La production s’est effondrée avec le revêtement
La résistance mécanique n’était qu’une moitié du problème. Durant sa première année complète, l’installation a produit 149 459 kWh, à peine plus de la moitié de l’objectif initial. La production est ensuite tombée à 78 397 kWh en 2018.
Auditionné par l’Assemblée nationale en 2019, le directeur de Wattway, Étienne Gaudin, a reconnu une production inférieure de 50 % aux premières prévisions lors de son audition à l'Assemblée Nationale. Il a notamment évoqué un orage ayant fait disjoncter l’installation, la boue apportée par les tracteurs et l’écart entre les simulations et les conditions réelles. Il rappelait aussi qu’en France, des panneaux inclinés de 30 à 40 degrés captent mieux le rayonnement que des cellules posées horizontalement.
Autrement dit, réparer les dalles ne pouvait pas corriger toute l’équation. Même intact, un panneau intégré à la chaussée reste moins bien exposé qu’un module placé sur une toiture, une ombrière ou une structure au sol. À Tourouvre, il fallait en plus supporter le coût d’un revêtement circulable, de son raccordement et de sa maintenance.
L’échec a forcé Wattway à réduire la voilure
En 2020, le kilomètre d’origine a été entièrement déposé. Colas l’a remplacé, à ses frais, par 400 mètres de dalles de nouvelle génération. Cette seconde expérimentation devait tester des modules annoncés comme plus robustes et 21 % plus performants. Une partie a encore été retirée pour analyse en 2023.
La fin définitive est arrivée au printemps 2024. Colas a démonté les dernières dalles et réhabilité la chaussée, marquant officiellement la disparition du site expérimental.
Wattway n’a pourtant pas disparu. En juillet 2026, son équipe dirigeante a annoncé reprendre l’activité développée jusque-là au sein de Colas. L’entreprise vise désormais des centrales circulables de 100 à 500 kWc sur des sites où l’espace manque, notamment des aéroports et des marinas. Elle revendique un coût à partir de 2 euros par watt-crête et une division par douze du coût de l’énergie depuis ses premiers chantiers. Ces chiffres restent des déclarations de Wattway, pas des performances indépendamment mesurées.
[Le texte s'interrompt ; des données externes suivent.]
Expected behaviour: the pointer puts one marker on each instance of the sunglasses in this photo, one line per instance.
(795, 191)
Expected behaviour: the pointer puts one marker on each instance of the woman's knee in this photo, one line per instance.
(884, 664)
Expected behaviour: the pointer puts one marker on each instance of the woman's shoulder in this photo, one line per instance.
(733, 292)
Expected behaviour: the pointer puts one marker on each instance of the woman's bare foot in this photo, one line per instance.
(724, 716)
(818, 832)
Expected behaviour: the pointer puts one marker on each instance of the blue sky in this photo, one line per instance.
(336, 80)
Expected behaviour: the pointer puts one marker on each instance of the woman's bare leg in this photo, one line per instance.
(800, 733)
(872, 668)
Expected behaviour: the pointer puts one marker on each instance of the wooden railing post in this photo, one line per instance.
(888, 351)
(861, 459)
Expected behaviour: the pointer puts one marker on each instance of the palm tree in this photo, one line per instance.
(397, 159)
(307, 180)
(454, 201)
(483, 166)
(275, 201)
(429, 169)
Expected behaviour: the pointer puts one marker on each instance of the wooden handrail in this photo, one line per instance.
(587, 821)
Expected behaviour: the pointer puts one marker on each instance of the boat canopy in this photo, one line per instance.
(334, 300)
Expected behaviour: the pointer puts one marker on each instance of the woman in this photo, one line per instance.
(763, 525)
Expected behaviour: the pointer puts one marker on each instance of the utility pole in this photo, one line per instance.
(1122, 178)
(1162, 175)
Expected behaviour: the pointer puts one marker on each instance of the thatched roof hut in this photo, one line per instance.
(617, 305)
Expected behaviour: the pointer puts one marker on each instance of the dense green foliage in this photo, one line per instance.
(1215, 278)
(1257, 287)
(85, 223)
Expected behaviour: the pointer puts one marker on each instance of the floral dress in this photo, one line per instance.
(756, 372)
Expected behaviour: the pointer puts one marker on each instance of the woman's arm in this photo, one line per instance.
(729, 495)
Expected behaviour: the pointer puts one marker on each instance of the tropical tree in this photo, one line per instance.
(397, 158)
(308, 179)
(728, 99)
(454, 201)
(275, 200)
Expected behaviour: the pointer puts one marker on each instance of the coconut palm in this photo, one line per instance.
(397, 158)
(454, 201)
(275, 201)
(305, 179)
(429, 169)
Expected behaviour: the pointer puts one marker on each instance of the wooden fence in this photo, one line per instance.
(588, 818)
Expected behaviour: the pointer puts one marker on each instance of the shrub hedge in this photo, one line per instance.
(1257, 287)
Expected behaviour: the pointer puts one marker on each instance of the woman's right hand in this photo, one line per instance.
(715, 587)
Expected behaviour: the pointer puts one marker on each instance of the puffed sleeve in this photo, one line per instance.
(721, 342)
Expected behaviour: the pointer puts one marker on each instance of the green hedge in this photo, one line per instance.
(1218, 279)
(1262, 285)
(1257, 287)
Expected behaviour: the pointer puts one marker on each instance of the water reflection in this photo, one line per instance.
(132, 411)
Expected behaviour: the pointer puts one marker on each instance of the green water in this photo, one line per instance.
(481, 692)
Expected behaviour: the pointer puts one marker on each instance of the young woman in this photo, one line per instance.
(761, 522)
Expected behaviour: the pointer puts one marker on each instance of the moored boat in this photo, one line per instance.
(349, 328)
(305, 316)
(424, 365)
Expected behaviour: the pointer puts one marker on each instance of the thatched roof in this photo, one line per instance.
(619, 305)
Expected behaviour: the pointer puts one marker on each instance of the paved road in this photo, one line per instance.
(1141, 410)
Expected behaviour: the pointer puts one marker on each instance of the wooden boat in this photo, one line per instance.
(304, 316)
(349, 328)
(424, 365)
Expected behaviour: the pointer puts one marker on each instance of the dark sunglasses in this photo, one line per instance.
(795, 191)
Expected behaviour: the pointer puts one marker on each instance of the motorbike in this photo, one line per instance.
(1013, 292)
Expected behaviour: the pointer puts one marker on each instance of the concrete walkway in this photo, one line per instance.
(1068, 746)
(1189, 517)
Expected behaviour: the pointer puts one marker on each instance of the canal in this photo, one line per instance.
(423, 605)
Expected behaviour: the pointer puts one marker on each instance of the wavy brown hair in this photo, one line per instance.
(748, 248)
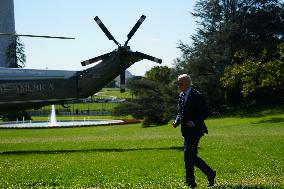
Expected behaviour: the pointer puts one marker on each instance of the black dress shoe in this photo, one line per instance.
(192, 185)
(211, 179)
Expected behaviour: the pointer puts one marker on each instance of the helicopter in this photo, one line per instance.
(22, 89)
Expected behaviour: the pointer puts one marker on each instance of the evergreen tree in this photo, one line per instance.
(15, 54)
(226, 27)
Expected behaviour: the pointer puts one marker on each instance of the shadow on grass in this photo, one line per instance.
(271, 120)
(85, 150)
(242, 186)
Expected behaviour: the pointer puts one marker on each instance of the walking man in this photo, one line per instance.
(192, 111)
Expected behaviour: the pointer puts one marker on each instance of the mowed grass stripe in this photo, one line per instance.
(246, 152)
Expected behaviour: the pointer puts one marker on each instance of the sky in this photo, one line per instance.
(167, 23)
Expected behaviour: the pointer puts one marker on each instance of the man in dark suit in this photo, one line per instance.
(192, 111)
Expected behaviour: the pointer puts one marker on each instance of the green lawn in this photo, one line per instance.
(247, 152)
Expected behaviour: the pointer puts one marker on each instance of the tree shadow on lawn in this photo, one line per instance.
(87, 150)
(270, 120)
(242, 186)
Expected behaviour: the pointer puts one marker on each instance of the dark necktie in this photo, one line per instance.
(182, 99)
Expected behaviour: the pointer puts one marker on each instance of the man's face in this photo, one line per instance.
(183, 84)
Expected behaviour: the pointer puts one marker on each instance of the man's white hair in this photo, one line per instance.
(185, 77)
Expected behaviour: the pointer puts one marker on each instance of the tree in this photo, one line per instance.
(15, 54)
(255, 77)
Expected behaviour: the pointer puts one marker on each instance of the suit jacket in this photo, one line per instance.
(195, 110)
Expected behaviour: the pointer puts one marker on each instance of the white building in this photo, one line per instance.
(7, 25)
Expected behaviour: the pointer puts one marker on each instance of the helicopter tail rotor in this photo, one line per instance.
(96, 59)
(134, 29)
(148, 57)
(105, 30)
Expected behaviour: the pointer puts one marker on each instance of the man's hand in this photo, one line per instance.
(174, 124)
(190, 124)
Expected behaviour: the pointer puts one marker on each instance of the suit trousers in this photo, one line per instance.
(191, 159)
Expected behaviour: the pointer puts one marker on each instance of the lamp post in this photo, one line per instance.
(7, 25)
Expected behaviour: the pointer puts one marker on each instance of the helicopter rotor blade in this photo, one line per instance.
(41, 36)
(122, 82)
(96, 59)
(148, 57)
(105, 30)
(135, 27)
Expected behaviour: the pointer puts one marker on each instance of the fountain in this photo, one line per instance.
(52, 120)
(53, 123)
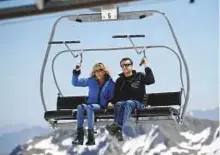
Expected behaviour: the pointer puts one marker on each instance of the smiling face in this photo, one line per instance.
(99, 71)
(127, 66)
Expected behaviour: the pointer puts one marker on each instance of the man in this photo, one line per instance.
(129, 94)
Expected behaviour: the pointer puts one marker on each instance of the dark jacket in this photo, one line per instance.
(132, 88)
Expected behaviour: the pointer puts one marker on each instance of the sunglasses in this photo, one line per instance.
(98, 70)
(125, 65)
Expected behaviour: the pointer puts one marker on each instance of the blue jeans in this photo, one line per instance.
(90, 108)
(123, 109)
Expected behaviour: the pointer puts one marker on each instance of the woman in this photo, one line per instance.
(101, 90)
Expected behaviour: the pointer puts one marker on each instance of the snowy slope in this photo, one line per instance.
(195, 136)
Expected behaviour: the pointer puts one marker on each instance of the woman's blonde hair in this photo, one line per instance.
(99, 66)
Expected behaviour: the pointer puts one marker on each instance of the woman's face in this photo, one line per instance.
(100, 74)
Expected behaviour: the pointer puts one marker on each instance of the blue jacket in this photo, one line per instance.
(96, 95)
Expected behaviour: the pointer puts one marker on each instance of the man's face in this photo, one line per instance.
(126, 66)
(100, 74)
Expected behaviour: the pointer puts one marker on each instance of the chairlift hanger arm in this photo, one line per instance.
(54, 7)
(122, 16)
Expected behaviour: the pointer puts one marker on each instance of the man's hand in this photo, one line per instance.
(110, 106)
(144, 62)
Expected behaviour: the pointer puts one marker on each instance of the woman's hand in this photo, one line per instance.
(78, 68)
(110, 105)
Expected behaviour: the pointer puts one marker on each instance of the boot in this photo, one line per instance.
(91, 139)
(119, 135)
(79, 138)
(112, 129)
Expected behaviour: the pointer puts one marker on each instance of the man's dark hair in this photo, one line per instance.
(124, 59)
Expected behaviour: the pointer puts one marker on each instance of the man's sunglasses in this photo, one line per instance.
(98, 70)
(125, 65)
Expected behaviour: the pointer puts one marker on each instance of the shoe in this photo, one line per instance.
(91, 139)
(79, 138)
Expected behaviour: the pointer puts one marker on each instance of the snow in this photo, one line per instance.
(29, 147)
(199, 137)
(67, 142)
(143, 141)
(30, 141)
(173, 150)
(103, 150)
(49, 147)
(157, 150)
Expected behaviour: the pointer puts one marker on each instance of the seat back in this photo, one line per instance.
(70, 102)
(163, 99)
(153, 99)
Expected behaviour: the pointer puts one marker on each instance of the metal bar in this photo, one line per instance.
(53, 7)
(163, 120)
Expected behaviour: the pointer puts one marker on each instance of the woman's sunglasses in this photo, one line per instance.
(125, 65)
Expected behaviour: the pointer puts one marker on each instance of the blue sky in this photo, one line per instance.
(23, 45)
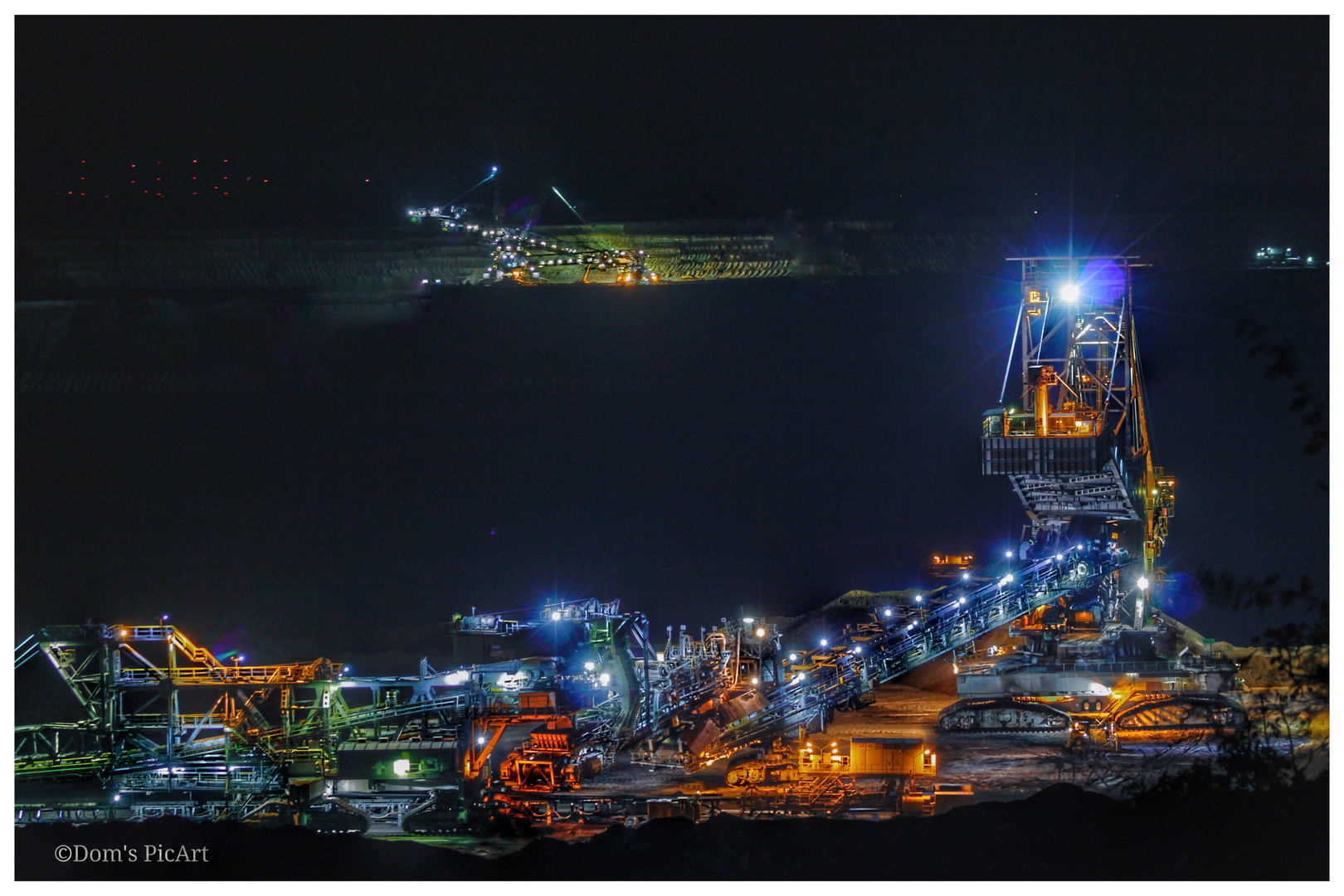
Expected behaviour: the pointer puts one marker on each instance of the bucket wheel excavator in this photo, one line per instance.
(1071, 436)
Tourouvre n’a donc pas démontré que toute surface circulable photovoltaïque était inutile. Le projet a démontré quelque chose de plus sévère : recouvrir à grands frais un kilomètre de route ouverte aux poids lourds n’était ni suffisamment robuste, ni suffisamment productif pour annoncer sereinement les 1 000 kilomètres promis. Les tracteurs ont éprouvé la technologie. Ce sont surtout les ambitions initiales qui n’ont pas résisté au terrain.